We may be leaders in changing policies, but that doesn´t mean that we repair the most. For many people in the Global South, there is no other choice than to repair.“ Within European countries the Netherlands and Germany are generally open and progressive about circularity. However, lately France has been going much further with the approval and implementation, as of February 2022, of a broad legislation called „Low AGEC“. The law addresses the fight against wasteful practices and aims to promote the circular economy, giving a great boost to the ecological transition. The law enabled the creation of a repair index and the launch of a national repair fund. It marks an important step for the clothing, linen and footwear sector, which is firmly committed to sustainable development, and completes the initiatives already taken within the topic. Recently Belgium also introduced a repair index, which – like its French counterpart and unlike the EU index for smartphones – includes the price of spare parts.

In the beginning of February, the new Directive on Empowering Consumers for the Green Transition (ECGT) was finalised. The Right to Repair Europe coalition followed this step towards more clarity for consumers closely, as the law will restrict greenwashing practices and misleading green claims, including claims on reparability and durability of products. However, the new law only addresses consumers’ access to information, instead of banning barriers to repair and early obsolescence practices altogether.
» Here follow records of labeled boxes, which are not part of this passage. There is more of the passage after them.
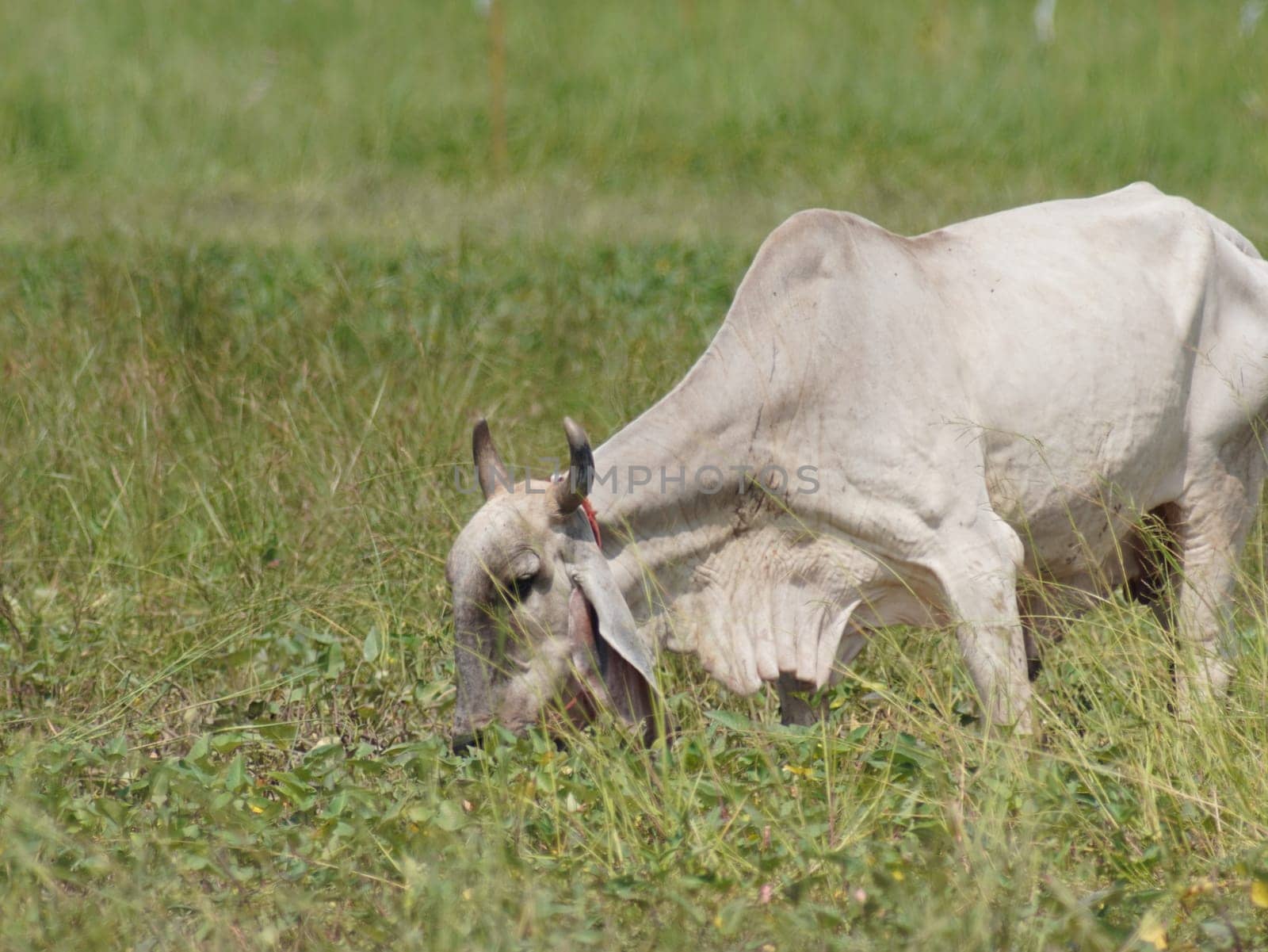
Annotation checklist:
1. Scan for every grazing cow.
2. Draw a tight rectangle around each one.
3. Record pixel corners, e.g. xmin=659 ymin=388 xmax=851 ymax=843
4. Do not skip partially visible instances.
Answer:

And what about our country – Slovakia? We will have the chance to put pressure on our national government to be ambitious about the implementation of new EU repair rules! As of April 2024, EU countries will have two years to implement pro-repair measures. This is the chance to ask for a Slovakian repair fund and repair vouchers. Let´s not miss this chance and push our legislators together! Follow us for more updates.

1Early obsolescence feature – many people imagine a conspiratorial theory about one particle which goes on at certain point and breaks the product – the truth is much simpler: obsolescence features can be irreplaceable batteries, or glued parts inside the product, or software pairing which blocks the use of second-hand or third-party spare parts, etc.